Llamaron a dos monjes más, quienes trajeron un plano con la ubicación del barrio Laudigna y la identificación de todos sus propietarios. Qué mejor inteligencia que la de los propios monjes: ellos habían sido los gestores y administradores de aquel barrio.

Les preguntamos si habían visto personas extrañas en los últimos días. Dijeron que no, pero el Segundo Abad —el padre Paco— tuvo una idea brillante:
—Conozco a alguien que sabe todo el chismero del barrio —dijo, con una sonrisa—. Llamen a Luisa.

Luisa era una empleada de limpieza de la abadía. Interrumpimos su tarea y, apenas le hicimos unas preguntas, empezó a soltar detalles como si hubiera estado esperando ese momento. Describió los movimientos en la casa de la familia Benítez: autos que entraban y salían, hombres comprando bebidas, haciendo asados y poniendo música a todo volumen.

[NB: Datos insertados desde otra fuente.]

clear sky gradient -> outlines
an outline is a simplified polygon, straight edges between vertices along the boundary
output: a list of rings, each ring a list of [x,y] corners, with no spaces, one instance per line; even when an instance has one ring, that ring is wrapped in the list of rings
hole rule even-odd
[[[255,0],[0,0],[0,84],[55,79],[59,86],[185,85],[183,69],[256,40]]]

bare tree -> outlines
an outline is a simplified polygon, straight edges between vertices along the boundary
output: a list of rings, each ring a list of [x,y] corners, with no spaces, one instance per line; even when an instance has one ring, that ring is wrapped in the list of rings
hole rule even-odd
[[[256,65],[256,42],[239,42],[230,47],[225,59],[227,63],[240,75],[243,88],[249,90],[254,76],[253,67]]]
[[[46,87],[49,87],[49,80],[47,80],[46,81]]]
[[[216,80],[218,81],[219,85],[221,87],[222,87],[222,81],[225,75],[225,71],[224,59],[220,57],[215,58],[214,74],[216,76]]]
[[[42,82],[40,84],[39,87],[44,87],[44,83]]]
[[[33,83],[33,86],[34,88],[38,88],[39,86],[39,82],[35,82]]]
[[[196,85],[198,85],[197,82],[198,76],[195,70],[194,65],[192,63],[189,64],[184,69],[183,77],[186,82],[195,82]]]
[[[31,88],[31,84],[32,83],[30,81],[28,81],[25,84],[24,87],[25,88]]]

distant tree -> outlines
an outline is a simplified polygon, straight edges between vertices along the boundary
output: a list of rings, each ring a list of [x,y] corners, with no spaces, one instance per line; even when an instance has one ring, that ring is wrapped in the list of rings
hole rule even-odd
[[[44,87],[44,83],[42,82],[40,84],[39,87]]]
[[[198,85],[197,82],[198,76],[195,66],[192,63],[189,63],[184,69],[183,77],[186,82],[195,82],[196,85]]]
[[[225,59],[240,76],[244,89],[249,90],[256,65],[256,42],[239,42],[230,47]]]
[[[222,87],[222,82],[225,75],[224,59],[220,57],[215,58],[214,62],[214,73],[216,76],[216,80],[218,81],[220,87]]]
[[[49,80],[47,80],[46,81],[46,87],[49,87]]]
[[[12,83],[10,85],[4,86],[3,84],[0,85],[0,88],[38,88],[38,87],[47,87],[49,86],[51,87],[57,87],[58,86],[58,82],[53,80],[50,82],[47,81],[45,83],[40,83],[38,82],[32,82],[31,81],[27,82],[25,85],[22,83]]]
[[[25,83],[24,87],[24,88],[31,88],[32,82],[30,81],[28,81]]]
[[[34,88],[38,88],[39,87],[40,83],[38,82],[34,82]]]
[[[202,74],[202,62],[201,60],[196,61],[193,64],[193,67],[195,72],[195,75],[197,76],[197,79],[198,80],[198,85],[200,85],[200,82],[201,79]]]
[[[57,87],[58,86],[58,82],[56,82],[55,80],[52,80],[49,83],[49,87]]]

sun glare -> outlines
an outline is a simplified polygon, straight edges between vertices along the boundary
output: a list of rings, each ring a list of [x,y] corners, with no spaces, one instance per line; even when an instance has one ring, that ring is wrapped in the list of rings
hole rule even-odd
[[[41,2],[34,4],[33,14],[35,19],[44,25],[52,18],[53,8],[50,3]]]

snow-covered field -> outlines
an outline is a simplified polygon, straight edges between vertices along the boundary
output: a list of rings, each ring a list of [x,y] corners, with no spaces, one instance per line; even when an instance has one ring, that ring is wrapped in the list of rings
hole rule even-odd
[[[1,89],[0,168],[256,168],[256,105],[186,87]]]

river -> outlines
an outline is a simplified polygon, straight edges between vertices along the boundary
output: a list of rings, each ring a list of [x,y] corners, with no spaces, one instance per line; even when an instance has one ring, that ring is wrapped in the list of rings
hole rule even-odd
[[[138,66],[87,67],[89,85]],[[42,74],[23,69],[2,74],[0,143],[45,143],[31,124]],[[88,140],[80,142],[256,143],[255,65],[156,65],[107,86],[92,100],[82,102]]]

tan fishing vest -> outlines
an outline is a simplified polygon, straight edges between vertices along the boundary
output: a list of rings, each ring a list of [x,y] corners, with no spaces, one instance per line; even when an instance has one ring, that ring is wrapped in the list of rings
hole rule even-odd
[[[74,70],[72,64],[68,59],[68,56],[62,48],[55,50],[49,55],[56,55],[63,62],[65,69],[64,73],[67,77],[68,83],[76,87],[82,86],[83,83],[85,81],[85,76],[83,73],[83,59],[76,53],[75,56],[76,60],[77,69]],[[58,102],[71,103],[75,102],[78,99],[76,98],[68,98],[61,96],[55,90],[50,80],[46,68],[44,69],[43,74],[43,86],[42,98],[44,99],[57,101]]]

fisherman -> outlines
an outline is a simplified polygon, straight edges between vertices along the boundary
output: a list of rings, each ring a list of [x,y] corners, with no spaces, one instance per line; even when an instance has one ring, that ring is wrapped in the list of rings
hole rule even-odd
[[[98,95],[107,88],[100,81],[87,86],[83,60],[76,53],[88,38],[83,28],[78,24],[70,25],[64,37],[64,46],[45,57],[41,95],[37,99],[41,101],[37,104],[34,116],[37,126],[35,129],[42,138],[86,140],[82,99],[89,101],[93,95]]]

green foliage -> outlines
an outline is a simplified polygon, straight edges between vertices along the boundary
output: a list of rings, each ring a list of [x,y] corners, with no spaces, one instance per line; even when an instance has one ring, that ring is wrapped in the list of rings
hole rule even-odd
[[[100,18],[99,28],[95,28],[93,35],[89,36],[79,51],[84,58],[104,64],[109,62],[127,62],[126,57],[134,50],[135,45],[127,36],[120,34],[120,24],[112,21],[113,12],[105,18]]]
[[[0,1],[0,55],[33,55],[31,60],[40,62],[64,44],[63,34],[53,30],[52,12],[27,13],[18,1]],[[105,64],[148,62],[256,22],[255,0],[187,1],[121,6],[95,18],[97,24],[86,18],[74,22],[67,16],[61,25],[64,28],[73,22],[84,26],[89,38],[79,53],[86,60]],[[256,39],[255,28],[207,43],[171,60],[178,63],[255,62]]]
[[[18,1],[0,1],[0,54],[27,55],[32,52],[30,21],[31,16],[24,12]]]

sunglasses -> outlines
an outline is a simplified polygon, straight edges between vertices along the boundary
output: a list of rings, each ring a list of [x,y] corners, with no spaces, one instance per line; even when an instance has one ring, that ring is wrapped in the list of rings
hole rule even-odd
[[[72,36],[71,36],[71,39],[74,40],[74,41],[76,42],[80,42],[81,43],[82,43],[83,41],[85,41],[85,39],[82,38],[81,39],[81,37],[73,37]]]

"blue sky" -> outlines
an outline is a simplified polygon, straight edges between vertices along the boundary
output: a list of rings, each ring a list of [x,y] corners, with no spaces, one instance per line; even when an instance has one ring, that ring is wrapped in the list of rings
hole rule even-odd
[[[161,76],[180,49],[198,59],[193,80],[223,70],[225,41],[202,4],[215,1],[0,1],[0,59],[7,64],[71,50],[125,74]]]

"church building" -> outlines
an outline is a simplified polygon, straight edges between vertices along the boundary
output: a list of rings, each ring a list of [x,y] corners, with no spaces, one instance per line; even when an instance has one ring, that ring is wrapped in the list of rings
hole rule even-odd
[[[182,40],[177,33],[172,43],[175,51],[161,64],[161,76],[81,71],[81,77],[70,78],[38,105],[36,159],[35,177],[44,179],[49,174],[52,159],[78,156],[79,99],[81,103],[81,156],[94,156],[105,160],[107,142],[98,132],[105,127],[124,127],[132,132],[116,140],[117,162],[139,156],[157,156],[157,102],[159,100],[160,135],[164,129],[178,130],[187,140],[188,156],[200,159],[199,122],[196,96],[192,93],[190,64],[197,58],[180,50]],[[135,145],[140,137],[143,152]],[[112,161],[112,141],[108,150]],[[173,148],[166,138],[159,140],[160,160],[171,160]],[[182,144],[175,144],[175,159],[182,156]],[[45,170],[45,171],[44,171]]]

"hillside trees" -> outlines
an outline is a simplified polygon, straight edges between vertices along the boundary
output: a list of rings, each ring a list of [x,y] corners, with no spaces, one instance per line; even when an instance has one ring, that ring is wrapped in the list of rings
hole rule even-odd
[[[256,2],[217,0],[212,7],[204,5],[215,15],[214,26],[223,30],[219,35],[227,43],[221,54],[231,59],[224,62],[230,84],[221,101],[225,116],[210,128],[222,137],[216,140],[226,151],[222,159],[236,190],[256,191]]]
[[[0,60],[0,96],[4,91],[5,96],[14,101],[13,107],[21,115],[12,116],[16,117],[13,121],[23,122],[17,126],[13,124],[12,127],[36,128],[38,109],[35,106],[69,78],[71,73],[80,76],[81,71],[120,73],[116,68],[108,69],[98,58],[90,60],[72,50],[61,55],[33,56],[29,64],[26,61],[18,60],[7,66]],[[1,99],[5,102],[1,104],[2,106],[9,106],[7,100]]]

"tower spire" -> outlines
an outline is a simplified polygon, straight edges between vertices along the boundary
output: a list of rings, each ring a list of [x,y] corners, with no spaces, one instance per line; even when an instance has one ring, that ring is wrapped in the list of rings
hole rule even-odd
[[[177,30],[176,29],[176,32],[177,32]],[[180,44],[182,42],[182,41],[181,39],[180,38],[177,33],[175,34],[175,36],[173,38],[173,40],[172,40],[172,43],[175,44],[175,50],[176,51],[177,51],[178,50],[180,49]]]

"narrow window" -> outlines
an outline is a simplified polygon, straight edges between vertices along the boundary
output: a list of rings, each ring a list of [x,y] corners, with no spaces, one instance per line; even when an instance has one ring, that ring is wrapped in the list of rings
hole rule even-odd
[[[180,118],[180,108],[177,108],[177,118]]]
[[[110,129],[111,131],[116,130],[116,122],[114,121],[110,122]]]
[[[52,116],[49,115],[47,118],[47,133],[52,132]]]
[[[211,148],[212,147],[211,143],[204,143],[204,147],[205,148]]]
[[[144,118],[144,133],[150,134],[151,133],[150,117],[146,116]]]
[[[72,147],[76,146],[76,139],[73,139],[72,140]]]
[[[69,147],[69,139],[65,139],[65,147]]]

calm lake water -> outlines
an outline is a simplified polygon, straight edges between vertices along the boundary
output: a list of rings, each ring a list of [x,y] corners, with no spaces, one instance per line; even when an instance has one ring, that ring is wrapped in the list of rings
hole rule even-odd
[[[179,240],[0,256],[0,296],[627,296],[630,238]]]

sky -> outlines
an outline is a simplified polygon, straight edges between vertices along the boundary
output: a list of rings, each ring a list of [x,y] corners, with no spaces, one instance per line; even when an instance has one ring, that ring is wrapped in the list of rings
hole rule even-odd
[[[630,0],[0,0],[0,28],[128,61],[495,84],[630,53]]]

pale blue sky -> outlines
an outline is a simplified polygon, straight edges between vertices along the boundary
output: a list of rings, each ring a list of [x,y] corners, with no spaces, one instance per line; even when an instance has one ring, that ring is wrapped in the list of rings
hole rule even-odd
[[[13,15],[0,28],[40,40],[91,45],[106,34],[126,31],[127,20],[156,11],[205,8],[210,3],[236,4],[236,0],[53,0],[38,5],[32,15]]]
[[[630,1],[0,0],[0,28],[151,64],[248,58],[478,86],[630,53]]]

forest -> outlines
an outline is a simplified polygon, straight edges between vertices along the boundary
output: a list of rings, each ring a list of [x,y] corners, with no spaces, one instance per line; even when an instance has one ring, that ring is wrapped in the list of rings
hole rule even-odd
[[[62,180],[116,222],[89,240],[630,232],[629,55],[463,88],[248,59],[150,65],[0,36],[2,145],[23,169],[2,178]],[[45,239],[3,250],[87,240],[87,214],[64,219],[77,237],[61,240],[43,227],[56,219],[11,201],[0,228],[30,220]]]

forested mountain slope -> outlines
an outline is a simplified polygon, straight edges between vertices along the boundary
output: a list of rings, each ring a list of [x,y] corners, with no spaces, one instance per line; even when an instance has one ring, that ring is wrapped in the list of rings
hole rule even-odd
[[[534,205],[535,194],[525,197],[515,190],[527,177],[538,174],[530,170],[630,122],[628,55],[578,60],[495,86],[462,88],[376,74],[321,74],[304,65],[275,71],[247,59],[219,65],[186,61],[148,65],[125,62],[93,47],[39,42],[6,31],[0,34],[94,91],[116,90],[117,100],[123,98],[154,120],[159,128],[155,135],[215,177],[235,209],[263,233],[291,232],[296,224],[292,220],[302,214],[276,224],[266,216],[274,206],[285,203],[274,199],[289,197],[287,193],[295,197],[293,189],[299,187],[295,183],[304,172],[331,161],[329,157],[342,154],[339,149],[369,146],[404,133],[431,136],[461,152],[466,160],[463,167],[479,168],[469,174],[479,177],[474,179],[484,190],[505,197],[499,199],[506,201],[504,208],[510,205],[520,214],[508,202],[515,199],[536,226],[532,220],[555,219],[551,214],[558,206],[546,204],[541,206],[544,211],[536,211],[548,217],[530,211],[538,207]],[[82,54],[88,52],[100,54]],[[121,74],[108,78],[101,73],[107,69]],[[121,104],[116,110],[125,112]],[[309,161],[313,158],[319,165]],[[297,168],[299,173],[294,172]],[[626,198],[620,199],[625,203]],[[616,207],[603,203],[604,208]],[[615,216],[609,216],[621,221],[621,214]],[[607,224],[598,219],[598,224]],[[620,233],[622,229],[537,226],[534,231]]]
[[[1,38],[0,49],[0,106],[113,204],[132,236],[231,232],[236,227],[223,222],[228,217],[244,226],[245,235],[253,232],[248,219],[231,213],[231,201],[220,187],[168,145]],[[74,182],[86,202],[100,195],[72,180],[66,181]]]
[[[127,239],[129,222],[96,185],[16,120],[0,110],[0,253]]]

Según los Benítez, se trataba de familiares que habían venido de visita por unos días. Nos miramos entre todos. Era evidente: eran ellos. Los habíamos encontrado.

Hasta los monjes se involucraron en la investigación. Extendimos el plano sobre la mesa y marcamos la vivienda sospechosa, planificando las tareas que debíamos llevar a cabo. El padre Paco designó a uno de los monjes para acompañarnos al barrio, bajo el pretexto de realizar una visita pastoral a las casas.
¿Quién se iba a oponer? Era una actividad habitual… y esta vez, sería nuestra mejor cobertura.

Salimos los tres a caminar por el barrio: el monje, con su túnica y capucha negra, llevando un crucifijo de madera colgado al cuello, y nosotros, vestidos en forma similar con los atuendos que nos había prestado el padre Paco.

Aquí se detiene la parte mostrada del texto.